BRTI Harus Tuntaskan Tuduhan Monopoli Industri Seluler

Kampanye Indosat Ooredoo yang dinilai menyerang Telkomsel.
Kampanye Indosat Ooredoo yang dinilai menyerang Telkomsel.

REPUBLIKA.CO.ID,JAKARTA -- Pengamat teknologi, informasi dan telekomunikasi (ICT), Kamilov Sagala meminta Badan Regulasi Telekomunikasi Indonesia (BRTI) segera menangani kisruh adanya tuduhan praktik monopoli di luar Jawa pada industri seluler.

"BRTI harus melihat masalah tuduh-menuduh monopoli ini secara jernih. Jika ada yang kampanye pemasaran lewat media sosial dan menuding operator melakukan praktik monopoli, itu tidak etis di era persaingan bebas," kata Ketua Lembaga Pengembangan dan Pemberdayaan Masyarakat Informasi (LPPMI), Kamilov Sagala di Jakarta, Selasa.

Menurut Kamilov, BRTI harus turun tangan dan bisa menindak tegas pihak-pihak yang bermasalah dalam sengketa ini.

Ia menjelaskan, kampanye yang membandingkan tarif layanan dengan operator lain serta menuduh melakukan monopoli itu melanggar etika pariwara.

Sebelumnya diberitakan terjadi kisruh antara Telkomsel dan Indosat Ooredoo. Telkomsel dinilai melakukan praktik monopoli karena menjadi operator dominan menguasai pangsa pasar di luar Jawa.

Namun, Telkomsel menegaskan penguasaan pasar di luar Pulau Jawa diraih melalui sebuah proses yang panjang dan jatuh bangun yang luar biasa sejak berdirinya di tahun 1995.

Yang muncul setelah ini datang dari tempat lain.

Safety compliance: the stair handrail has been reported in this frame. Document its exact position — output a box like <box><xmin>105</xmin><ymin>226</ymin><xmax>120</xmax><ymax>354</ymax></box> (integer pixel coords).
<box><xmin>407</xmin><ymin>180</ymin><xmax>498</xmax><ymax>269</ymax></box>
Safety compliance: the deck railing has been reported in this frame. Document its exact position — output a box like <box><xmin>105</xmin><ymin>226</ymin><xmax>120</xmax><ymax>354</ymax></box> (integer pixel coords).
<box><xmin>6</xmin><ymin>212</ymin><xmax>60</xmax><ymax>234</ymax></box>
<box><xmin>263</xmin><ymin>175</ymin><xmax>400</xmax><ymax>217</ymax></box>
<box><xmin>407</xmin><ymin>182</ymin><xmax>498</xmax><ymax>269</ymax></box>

Menurut Kamilov, soal isu monopoli kalau memang ada sebaiknya dilaporkan saja ke regulator, tidak harus membuat gaduh terlebih dahulu di media sosial.

Ia berpandangan bahwa isu monopoli di luar Jawa tak relevan, karena keduanya sama-sama punya lisensi seluler.

"Bedanya yang satu (Telkomsel) bangun terus, satu lagi (Indosat) baru mulai gencar bangun. Yang baru masuk ibaratnya ingin mengambil ikan di dalam kolam yang jernih, tapi membuat airnya keruh. Keduanya 'bertempur', bisa membuat kalitas layanan menurun," katanya.

Sementara itu, Sekjen Pusat Kajian Kebijakan dan Regulasi Telekomunikasi ITB M Ridwan Effendi mengungkapkan tidak relevan menggunakan alasan belum terjadinya penurunan biaya interkoneksi sehingga kompetisi menjadi tak kompetitif.

"Komponen biaya interkoneksi itu tidak terlalu signifikan, dan tidak bisa dijadikan alasan, karena sebenarnya biaya interkoneksi muncul akibat adanya perbedaan coverage layanan dari para operator," kata Ridwan.

Ia menjelaskan, operator tidak boleh mengambil untung dari intekoneksi karena itu perhitungan berbasis biaya.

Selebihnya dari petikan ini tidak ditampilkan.